What are your current plans for after graduation?
I am eager to start working after graduation! In CMU, my academic concentrations are Statistics and Computer Science, but I am nonetheless into Product Design as well. I am hoping to get into the product side of tech companies, where all my skills can be utilized.

Tell us about any CMU student clubs or organizations in which you are involved.
I was a teaching assistant of the course 15-112 Fundamentals of Computer Science and Programming for three semesters. Ever since then I have been devoting my time doing research. I was involved in Articulab (an HCI research lab focuses on conversational agent), and an independent study focusing on statistical software development. Entering senior fall, I am looking forward to begin my senior honors thesis in data wrangling, as well as being a lab assistant in the HCI Institute.

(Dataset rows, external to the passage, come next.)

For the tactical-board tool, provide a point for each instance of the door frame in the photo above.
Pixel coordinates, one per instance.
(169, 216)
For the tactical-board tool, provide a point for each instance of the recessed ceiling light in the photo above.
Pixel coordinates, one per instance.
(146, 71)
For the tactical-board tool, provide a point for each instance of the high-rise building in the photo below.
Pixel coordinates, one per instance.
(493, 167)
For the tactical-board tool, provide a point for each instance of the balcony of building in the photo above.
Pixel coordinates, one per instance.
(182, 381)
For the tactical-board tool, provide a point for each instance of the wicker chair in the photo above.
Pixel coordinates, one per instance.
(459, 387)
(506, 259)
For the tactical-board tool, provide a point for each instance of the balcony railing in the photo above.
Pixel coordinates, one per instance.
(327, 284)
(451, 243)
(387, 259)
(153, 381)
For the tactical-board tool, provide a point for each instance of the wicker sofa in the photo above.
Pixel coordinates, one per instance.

What advice would you give to an incoming student or new Statistics major?
Statistics is big, and it overlaps with an amazing spectrum of subjects such as Biostatistics and Computer Science. Wherever there's data, there must be application of Statistics, so I would definitely encourage students to explore different applications of Statistics and find out what area interests them the most. Carnegie Mellon has a lot of research groups and students organizations that focus on specific parts of Statistics, so students can always get involved to gain hands-on experiences.

How do you like to spend your free time? Do you have any hobbies?
I dearly love hacking and have spent a lot of time coding applications and participating in hackathons. I love to draw and have spent decent amount of time practicing too!

Which movie or TV character best matches your Statistics/Data Science personality?
Probably Neville Longbottom from the Harry Potter series. I don't always make the perfect model, but I try hard and am very honest about the result. 10 points for Gryffindor for integrity, no?

If you could be any statistical distribution, which one would you be and why?
Uniform distribution -- simple and well-known!